The challenger bank will reveal its full year results on Wednesday, just weeks after Metro told the market it had miscalculated the risk weighting of commercial loans secured on property and certain specialist buy-to-let loans.
As a result, City analysts expect Metro to raise as much as £300 million in fresh capital and rein in expansion plans as it looks to plug the shortfall.
John Cronin, analyst at Goodbody, said: “We believe one of the key ‘levers’ that management will call out next week is a material slowdown in short to medium-term growth ambitions.
“However, we don’t believe that a capital raising will be stitched up as soon as next week as management is likely to want to engineer a share price recovery. While we know that some shareholders are supportive of growth tapering, it will disappoint others.”
Mr Donaldson has come under particular fire for insisting that it was the bank that detected the accounting error as part of a review of its year-end accounts.
But Metro later admitted that it was in fact pointed out first by the Bank of England and not unearthed by the lender.
The episode has raised serious questions over the chief executive’s future and he will be probed over the saga at the results.
At the time, the revelations led to shares in the high-street bank dropping almost 40% and Mr Cronin is predicting another sell off.
“We feel nervous coming into next week’s update. We think selling pressure will ensue in response to a slowing growth message.

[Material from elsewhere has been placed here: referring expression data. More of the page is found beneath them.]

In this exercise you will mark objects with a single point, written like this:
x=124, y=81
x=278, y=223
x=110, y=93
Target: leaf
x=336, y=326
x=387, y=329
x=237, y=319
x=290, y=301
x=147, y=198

“Indeed, any wider strategy recalibration is unlikely to excite given Metro has not proven its ability to deliver and we struggle to see how new shareholders can be attracted to the story.”
In better news for Metro, the bank on Friday won the biggest portion of a fund aimed at boosting competition in the business banking sector.
Metro will receive a grant with £120 million, followed by Starling with £100 million and then £60 million for ClearBank.
Figures out next week are also expected to show Metro booked underlying pre-tax profits of £50 million for 2018, a rise of 138%, but below forecasts of £59 million.
On a pre-tax basis, profits are tipped to rise from £18 million to £48 million.
Metro has grown rapidly since it was founded by US banking tycoon Vernon Hill in 2010, operating from over 60 branches across the UK and employing nearly 4,000 people.
However, it made headlines last year after Mr Hill, the bank’s chairman, came under fire over payments made by the lender to his wife’s architecture firm.